Twenty years ago, the annual run of alewives (a migratory fish essential to the marine food web) up Maine’s Kennebec River was zero.

Today, it’s five million, thanks to the removal of Edwards Dam and additional restoration measures upstream. The Kennebec and its web of life have rebounded in many ways since Edwards Dam came down in 1999.

The removal of Edwards Dam was significant because it was the first time the federal government ordered a dam removed because its costs outweighed its benefits. The restoration of the Kennebec sparked a movement for free-flowing rivers in the U.S. and around the world.

According to the dam removal database maintained by American Rivers, 1,605 dams have been removed in the U.S. since 1912. Most of these (1,199) have occurred since the removal of Edwards Dam in 1999. The year with the most dam removals was 2018 (99 dams removed). 2017 was the second most productive year, with 91 dams removed.

Kennebec River | Photo by Liam McAuliff

The lesson from the Kennebec after twenty years? Dam removal works.

American Rivers’ partners at the Natural Resources Council of Maine report that since Edwards Dam was removed on July 1, 1999, tens of millions of alewives, blueback herring, striped bass, shad, and other sea-run fish have traveled up the Kennebec River, past the former Edwards Dam, which blocked upstream passage since 1837. Abundant osprey, bald eagles, sturgeon and other wildlife have also returned.

The precedent-setting 1999 Edwards Dam removal continues to surprise us all with the dramatic recovery of the river and its native fish,” said Steve Brooke, who worked for American Rivers in Maine and led the Kennebec Coalition. “Each year the numbers of returning fish grow and document the fact that our rivers can restore themselves given a chance.

On a basic level, dam removals matter for the specific rivers and ecosystems that are restored to health.

Alewives.
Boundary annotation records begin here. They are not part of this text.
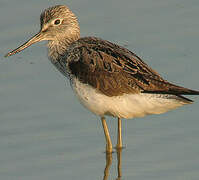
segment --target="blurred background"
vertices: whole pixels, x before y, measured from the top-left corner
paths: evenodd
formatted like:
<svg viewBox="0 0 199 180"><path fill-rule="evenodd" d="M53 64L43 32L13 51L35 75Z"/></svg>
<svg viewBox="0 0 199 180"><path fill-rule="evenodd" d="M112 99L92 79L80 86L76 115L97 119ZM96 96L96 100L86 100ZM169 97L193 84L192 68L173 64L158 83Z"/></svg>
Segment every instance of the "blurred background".
<svg viewBox="0 0 199 180"><path fill-rule="evenodd" d="M135 52L167 80L199 90L198 0L1 0L0 179L103 179L105 141L99 117L84 109L47 59L46 43L10 50L39 31L42 10L65 4L81 36ZM122 179L199 177L199 97L163 115L123 121ZM117 121L108 118L113 143ZM116 153L109 179L116 179Z"/></svg>

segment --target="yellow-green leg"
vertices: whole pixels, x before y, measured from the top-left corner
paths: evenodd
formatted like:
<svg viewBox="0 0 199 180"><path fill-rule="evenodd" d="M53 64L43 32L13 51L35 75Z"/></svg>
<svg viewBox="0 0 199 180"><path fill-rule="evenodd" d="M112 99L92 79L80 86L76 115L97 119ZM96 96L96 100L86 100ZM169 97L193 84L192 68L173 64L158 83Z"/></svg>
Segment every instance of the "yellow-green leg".
<svg viewBox="0 0 199 180"><path fill-rule="evenodd" d="M112 153L113 146L112 146L112 142L111 142L111 137L109 135L108 126L106 124L106 119L104 117L101 117L101 121L102 121L102 126L104 129L104 135L106 138L106 152Z"/></svg>
<svg viewBox="0 0 199 180"><path fill-rule="evenodd" d="M122 120L118 118L118 129L117 129L117 149L122 148Z"/></svg>

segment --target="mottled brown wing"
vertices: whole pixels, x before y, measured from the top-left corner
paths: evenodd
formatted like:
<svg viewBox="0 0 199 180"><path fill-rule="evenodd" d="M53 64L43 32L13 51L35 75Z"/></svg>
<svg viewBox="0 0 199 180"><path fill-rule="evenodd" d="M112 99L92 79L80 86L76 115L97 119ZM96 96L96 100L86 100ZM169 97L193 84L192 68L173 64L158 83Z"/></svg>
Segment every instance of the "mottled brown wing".
<svg viewBox="0 0 199 180"><path fill-rule="evenodd" d="M199 93L173 85L131 51L94 37L81 38L70 48L71 73L107 96L124 93Z"/></svg>

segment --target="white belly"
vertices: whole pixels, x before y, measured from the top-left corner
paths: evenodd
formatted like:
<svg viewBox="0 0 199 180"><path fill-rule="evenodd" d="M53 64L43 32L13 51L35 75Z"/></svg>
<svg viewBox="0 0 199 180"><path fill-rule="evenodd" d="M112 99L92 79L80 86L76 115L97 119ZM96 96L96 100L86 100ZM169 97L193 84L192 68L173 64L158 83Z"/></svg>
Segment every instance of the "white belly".
<svg viewBox="0 0 199 180"><path fill-rule="evenodd" d="M101 117L104 115L120 118L143 117L147 114L165 113L187 104L174 95L140 93L109 97L77 79L73 80L72 86L80 102Z"/></svg>

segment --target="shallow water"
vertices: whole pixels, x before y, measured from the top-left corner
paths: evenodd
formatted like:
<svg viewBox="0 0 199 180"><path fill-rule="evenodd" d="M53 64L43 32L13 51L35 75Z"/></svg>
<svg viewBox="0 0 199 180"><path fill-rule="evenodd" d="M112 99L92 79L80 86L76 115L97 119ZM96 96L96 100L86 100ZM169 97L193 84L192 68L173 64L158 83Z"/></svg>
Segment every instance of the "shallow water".
<svg viewBox="0 0 199 180"><path fill-rule="evenodd" d="M171 82L199 89L198 0L68 0L82 36L126 46ZM47 60L45 43L5 59L39 30L53 1L0 2L0 179L103 179L104 135L99 118L77 101L70 84ZM176 111L124 120L125 180L199 177L199 98ZM116 121L108 118L114 144ZM108 179L117 178L113 153ZM108 162L108 161L107 161Z"/></svg>

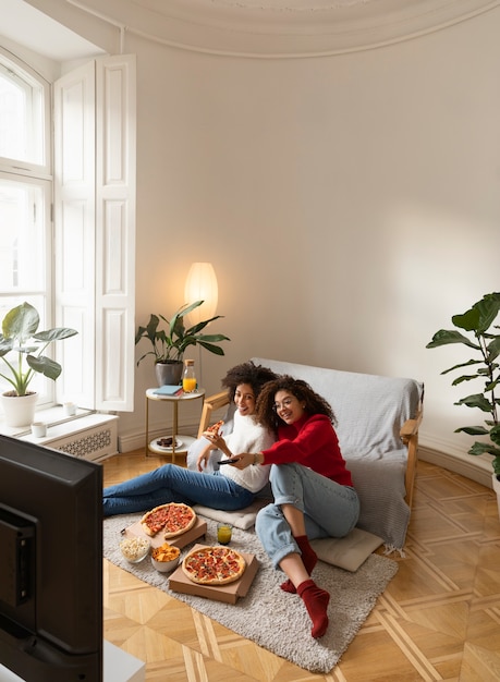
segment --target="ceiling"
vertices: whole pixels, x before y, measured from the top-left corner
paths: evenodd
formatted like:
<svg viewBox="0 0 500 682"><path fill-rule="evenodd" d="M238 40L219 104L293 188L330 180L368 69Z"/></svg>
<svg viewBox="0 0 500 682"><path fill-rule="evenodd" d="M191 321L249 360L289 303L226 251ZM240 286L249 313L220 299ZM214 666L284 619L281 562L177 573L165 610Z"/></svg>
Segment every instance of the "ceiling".
<svg viewBox="0 0 500 682"><path fill-rule="evenodd" d="M0 35L57 61L99 51L35 7L46 0L0 0ZM500 5L500 0L52 0L75 20L103 22L185 49L252 57L332 54L368 49L446 28ZM68 22L66 22L68 23ZM69 23L71 25L71 23ZM80 29L77 24L76 31ZM110 49L108 49L110 51ZM111 48L112 51L112 48Z"/></svg>
<svg viewBox="0 0 500 682"><path fill-rule="evenodd" d="M58 62L102 50L23 0L0 0L0 35Z"/></svg>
Photo: John Burrows / Maine Rivers.

But looking at the bigger picture, dam removals also matter in terms of our relationship with all rivers – because with every individual act of restoration we’re creating a new and compelling picture of what the future can look like.

American Rivers helps spotlight the benefits that healthy, free-flowing rivers can naturally provide. They also document the power of local citizens to drive positive change, proving that communities can reclaim their rivers.

Featured photo (by Storm Cunningham) shows the Elwha River Dam prior to removal. The Elwha River is now full of life, once again.